Benim açtığım deliği doktor dikmişti ve bu Luke u zorluyor gibiydi.Pansuman yapılması gerekiyordu.Yatağın altındaki pansuman kutusunu çekip gerekli malzemeleri çıkarttım ve dikkatle temizlemeye başladım.

Ben işimi yaparken bana gözlerini dahi kırpmadan baktığını biliyordum.Pansumanı bitirip tshirtünü geri aldım ve başından geçirdim.Kollarinı dahi küçük bir çocukmuş gibi kendim geçirdim.Sonunda işimi tamamen bitirdim ve yatakdan kalmaya yeltendim.Ama Luke kolumdan tutup beni sertçe çekti.Döndüğümde gözlerini kapatmış sanki sakinleşmeye calışıyor gibi olduğunu gördüm.

Sonunda gözlerini açıp bana baktı."Teşekkür ederim."dedi.Başımı salladım çünkü sesimi bulamayacaktım.Eli kolumdan yukarı çıktı ve bir tutam saçı kulağımın arkasına kıstırdı.

"Senden nefret ediyorum Rain Turner"diye fısıldadığında bu gerçeği sindirmek için gözlerimi kapattım."Ama ne kadar nefret edersem edeyim sana çekiliyorum.Seni görmeden yada sesini duymadan yapamıyorum.Yinede senden nefret ediyorum."

"Nefret etmeni anlıyorum.Ama artık çocuk degiliz Luke"dediğimde gülümsedi.

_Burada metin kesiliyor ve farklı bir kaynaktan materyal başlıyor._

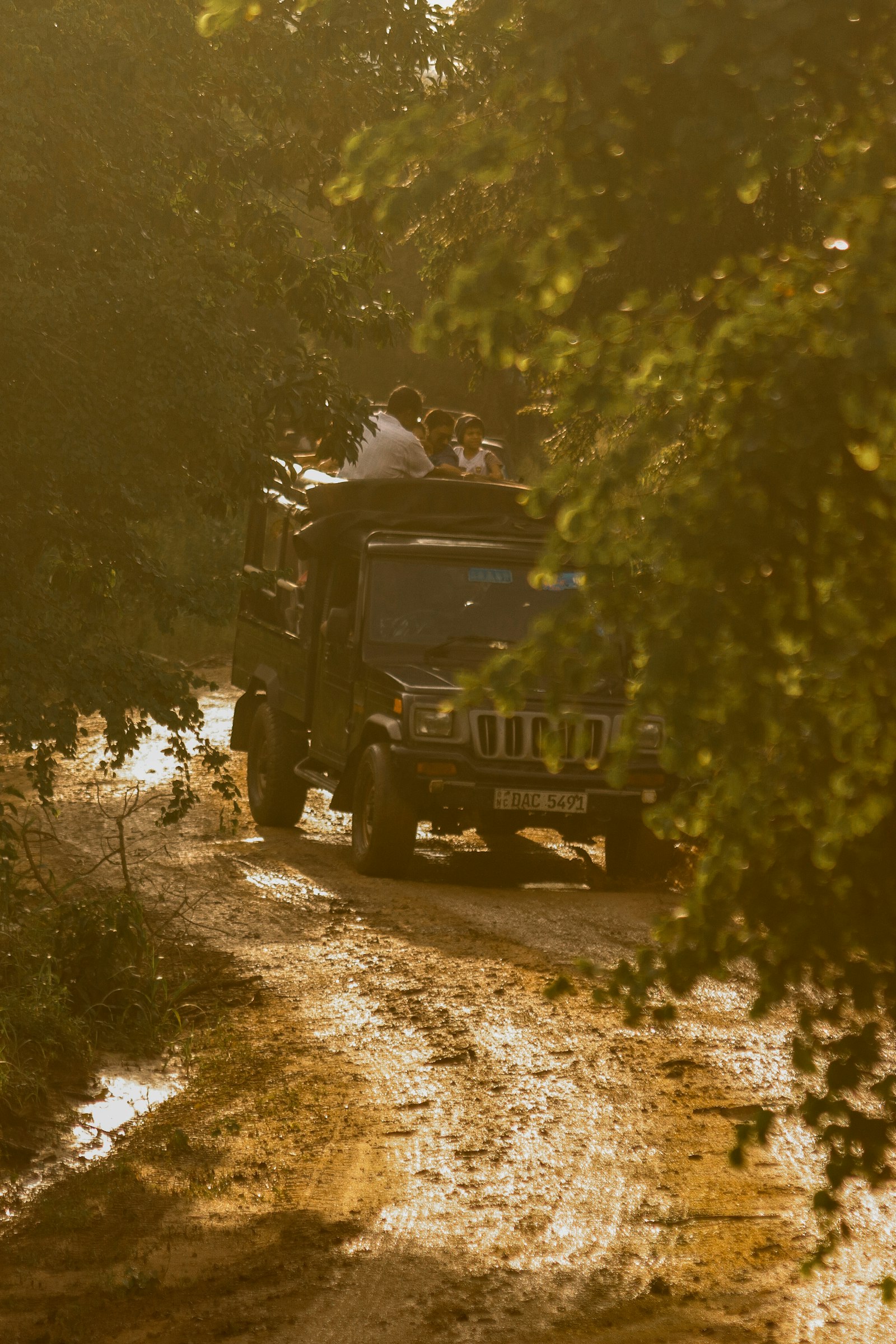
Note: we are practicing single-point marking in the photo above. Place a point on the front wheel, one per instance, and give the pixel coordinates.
(276, 796)
(383, 820)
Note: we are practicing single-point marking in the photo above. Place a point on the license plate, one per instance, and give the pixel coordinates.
(539, 800)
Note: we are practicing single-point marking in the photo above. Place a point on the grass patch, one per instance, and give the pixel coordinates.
(81, 968)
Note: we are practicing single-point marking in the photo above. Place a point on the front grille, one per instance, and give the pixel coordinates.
(526, 737)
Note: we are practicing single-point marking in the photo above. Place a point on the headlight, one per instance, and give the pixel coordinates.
(433, 724)
(649, 736)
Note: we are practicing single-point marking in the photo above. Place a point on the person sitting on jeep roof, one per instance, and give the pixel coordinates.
(393, 451)
(437, 441)
(470, 456)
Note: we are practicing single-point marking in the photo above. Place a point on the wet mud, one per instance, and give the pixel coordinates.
(402, 1140)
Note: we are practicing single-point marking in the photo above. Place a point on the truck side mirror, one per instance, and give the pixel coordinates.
(339, 626)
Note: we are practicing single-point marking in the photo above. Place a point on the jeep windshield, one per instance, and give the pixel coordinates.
(452, 606)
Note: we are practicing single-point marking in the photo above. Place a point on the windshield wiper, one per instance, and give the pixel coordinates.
(499, 646)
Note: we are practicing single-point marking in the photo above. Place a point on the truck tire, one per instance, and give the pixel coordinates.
(632, 850)
(276, 796)
(383, 820)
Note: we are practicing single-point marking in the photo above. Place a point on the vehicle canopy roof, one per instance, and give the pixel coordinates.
(344, 514)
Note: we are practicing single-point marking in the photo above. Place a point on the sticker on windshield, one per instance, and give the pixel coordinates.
(573, 578)
(489, 576)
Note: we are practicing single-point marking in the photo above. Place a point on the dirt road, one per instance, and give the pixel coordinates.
(402, 1140)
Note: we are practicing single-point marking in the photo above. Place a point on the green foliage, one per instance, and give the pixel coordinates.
(164, 248)
(78, 967)
(680, 222)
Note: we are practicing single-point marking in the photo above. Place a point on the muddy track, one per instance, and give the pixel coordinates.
(403, 1141)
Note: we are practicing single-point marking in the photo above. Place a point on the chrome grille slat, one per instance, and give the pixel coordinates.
(521, 737)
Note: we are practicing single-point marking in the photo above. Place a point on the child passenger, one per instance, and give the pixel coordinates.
(470, 456)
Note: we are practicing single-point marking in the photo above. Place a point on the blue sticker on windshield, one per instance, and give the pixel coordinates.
(573, 578)
(489, 576)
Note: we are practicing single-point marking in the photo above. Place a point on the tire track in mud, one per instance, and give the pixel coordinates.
(464, 1160)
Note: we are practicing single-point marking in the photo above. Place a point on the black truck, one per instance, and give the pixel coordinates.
(362, 603)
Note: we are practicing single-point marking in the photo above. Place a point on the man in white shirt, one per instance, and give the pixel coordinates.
(393, 451)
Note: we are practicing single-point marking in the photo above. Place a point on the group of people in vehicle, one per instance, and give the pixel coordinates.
(403, 445)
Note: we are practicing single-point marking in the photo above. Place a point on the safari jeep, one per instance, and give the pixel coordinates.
(363, 601)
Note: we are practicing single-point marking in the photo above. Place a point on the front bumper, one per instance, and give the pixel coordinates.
(472, 785)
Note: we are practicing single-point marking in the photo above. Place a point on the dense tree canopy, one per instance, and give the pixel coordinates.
(164, 244)
(679, 220)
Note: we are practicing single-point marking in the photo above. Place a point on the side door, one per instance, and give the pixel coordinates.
(336, 663)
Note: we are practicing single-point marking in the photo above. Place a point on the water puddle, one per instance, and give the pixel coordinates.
(119, 1093)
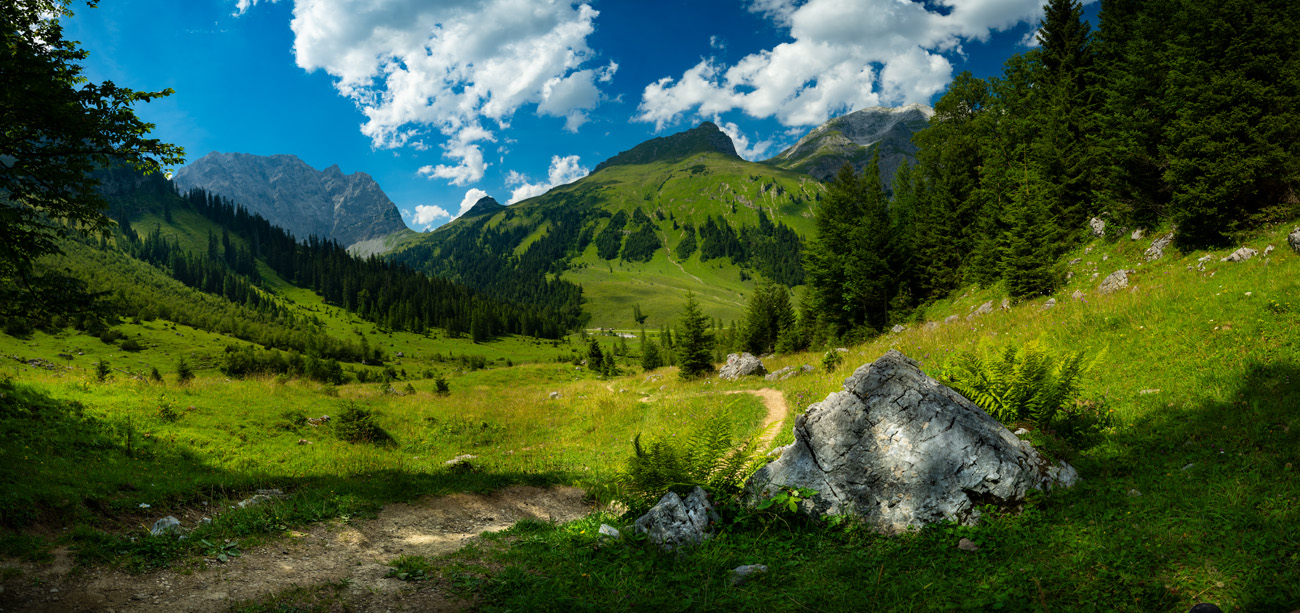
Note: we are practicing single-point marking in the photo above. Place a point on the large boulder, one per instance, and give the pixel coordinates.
(675, 522)
(741, 365)
(901, 450)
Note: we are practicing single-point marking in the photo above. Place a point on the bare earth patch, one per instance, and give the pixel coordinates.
(356, 552)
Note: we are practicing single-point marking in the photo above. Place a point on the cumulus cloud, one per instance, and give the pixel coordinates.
(758, 151)
(453, 70)
(428, 216)
(841, 56)
(563, 170)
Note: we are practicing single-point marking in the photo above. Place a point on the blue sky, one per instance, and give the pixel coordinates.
(446, 100)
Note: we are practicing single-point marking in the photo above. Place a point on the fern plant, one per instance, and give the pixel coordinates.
(1025, 386)
(707, 457)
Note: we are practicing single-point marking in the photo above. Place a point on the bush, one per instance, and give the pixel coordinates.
(707, 457)
(1025, 386)
(356, 425)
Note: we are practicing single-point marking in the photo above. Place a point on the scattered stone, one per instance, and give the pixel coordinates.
(167, 525)
(1099, 227)
(1157, 248)
(1114, 282)
(982, 311)
(741, 365)
(1240, 255)
(675, 522)
(901, 450)
(740, 574)
(460, 459)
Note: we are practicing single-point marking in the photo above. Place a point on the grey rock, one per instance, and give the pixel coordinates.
(982, 311)
(1240, 255)
(675, 522)
(741, 574)
(298, 198)
(901, 450)
(1114, 282)
(741, 365)
(1157, 247)
(167, 525)
(1099, 227)
(853, 138)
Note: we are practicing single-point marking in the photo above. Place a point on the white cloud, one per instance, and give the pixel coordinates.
(451, 68)
(243, 5)
(843, 56)
(428, 214)
(563, 170)
(742, 148)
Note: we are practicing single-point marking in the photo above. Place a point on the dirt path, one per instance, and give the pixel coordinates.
(356, 552)
(776, 412)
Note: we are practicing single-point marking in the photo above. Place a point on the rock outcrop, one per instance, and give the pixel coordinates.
(901, 450)
(675, 522)
(741, 365)
(347, 208)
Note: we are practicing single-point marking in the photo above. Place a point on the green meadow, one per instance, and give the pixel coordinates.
(1190, 490)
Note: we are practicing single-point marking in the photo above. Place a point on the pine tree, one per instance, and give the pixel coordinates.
(694, 343)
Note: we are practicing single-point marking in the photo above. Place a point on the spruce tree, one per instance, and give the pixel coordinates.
(694, 343)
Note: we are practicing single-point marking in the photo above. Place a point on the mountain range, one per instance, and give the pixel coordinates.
(347, 208)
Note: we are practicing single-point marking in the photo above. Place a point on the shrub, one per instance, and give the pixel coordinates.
(1025, 386)
(706, 457)
(356, 425)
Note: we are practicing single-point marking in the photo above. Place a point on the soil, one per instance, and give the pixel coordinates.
(355, 551)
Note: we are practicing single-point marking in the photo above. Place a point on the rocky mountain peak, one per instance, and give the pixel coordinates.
(349, 208)
(705, 138)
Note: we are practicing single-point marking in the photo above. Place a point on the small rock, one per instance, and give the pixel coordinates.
(1099, 227)
(167, 525)
(1114, 282)
(1240, 255)
(740, 574)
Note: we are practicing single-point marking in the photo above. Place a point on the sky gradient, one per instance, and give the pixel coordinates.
(446, 100)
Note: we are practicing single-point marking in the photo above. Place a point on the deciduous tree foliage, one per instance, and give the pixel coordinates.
(55, 129)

"Emin ol ne ben nede duygularım çocuk değiller Rain."diyerek sonunda kolumu bıraktı ve benden uzaklaştı."Nefretim bile çocukca değil artık."

"Önemli değil.Sonuçda nefretde bir duygu."diyerek yanından kalktım ve onu anlamamış bir halde orada bıraktım.